Read Invincible Summer Online

Authors: Alice Adams

Invincible Summer (14 page)

U
SE THE
F
RENCH
clients,' advised Big Paul as he and Eva walked onto the trading floor the following morning. ‘They're all cunts and it's not like we have much of a reputation to protect in France anyway.'

‘But I'll never get close to the size I need from clients,' she told him as they made their way towards their section along an aisle of desks bordered by banks of blinking screens. ‘I need nine hundred million bonds. That's huge, half a normal day's trading volume in BTPs. I've got no choice but to do most of it in the market.'

‘You've got a point. Okay, here's what you do. Buy a third in the market over the course of the day, then use another third to ramp the price higher in the last hour before close, then go home short the final third and buy it back tomorrow when the market corrects what will in reality be a move based on no new information.'

‘Isn't that, you know, a bit of a regulatory no-no? Market ramping?'

‘Well, if you wanted to be really pernickety about it you could call it price manipulation or front-running client orders, but it's basically a grey area. Everyone does it. What are we going to do, just not make money? Because some other fucker will do it if you don't.' Big Paul shrugged. ‘Anyway, it's your show. Just telling you how I'd play it.'

Eva pondered his words as she reached her desk and placed her coffee down on it, sending ribbons of steam swirling upwards in front of her six screens. He was really just echoing what she already knew. It was going to be hairy, but there was no other way to do it without risking getting her face ripped off in the market when the other banks got wind of the size she needed. She would have to start off quietly, taking care not to move the market too much, and then use her buying power to really push the price up towards the end of the day and fill the client orders at the higher closing price. She opened up her pricing spreadsheet and tweaked a few parameters, then watched with widening eyes as a cascade of calculations flowed across the cells. The numbers involved were not small. This was going to need a very steady hand, but she might just make a killing.

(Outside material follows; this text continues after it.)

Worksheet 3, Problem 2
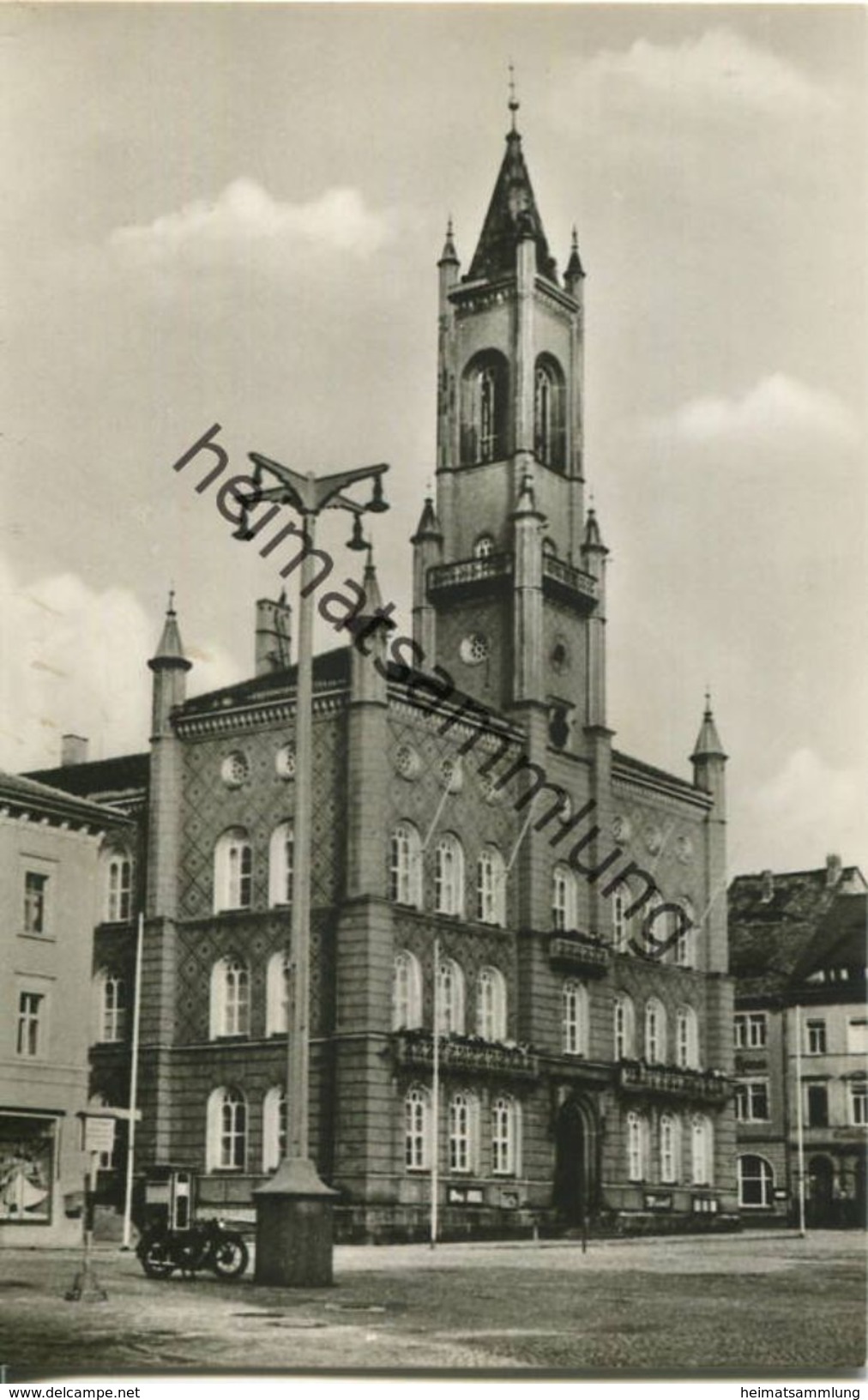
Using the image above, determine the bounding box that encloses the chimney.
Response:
[60,733,87,769]
[255,594,292,676]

Things started well enough, with Italian government bonds opening up on the previous day's closing price without her having to buy a single one, giving her the feeling that the natural tendency of the market was to drift gently higher over the course of the day. With a bit of luck that meant she wouldn't encounter too much resistance when she went in all-guns-blazing to really push the price up towards the close. It would revert, of course; the more something goes up in a day, the more likely that it will correct and come back down the next day, when she could buy the rest of the BTPs she needed at a lower price. She took a deep breath, and opened up a line to her broker to buy the first ten million bonds.

‘Graham. 95.00 bid in 10.'

‘Working that,' came her broker's voice down the line.

She waited for him to come back to her, expecting there to be at least a few sellers taking profit on the overnight move, but there was nothing. Seconds and then minutes slid by before Graham came back on the line suddenly, his voice an octave higher than usual.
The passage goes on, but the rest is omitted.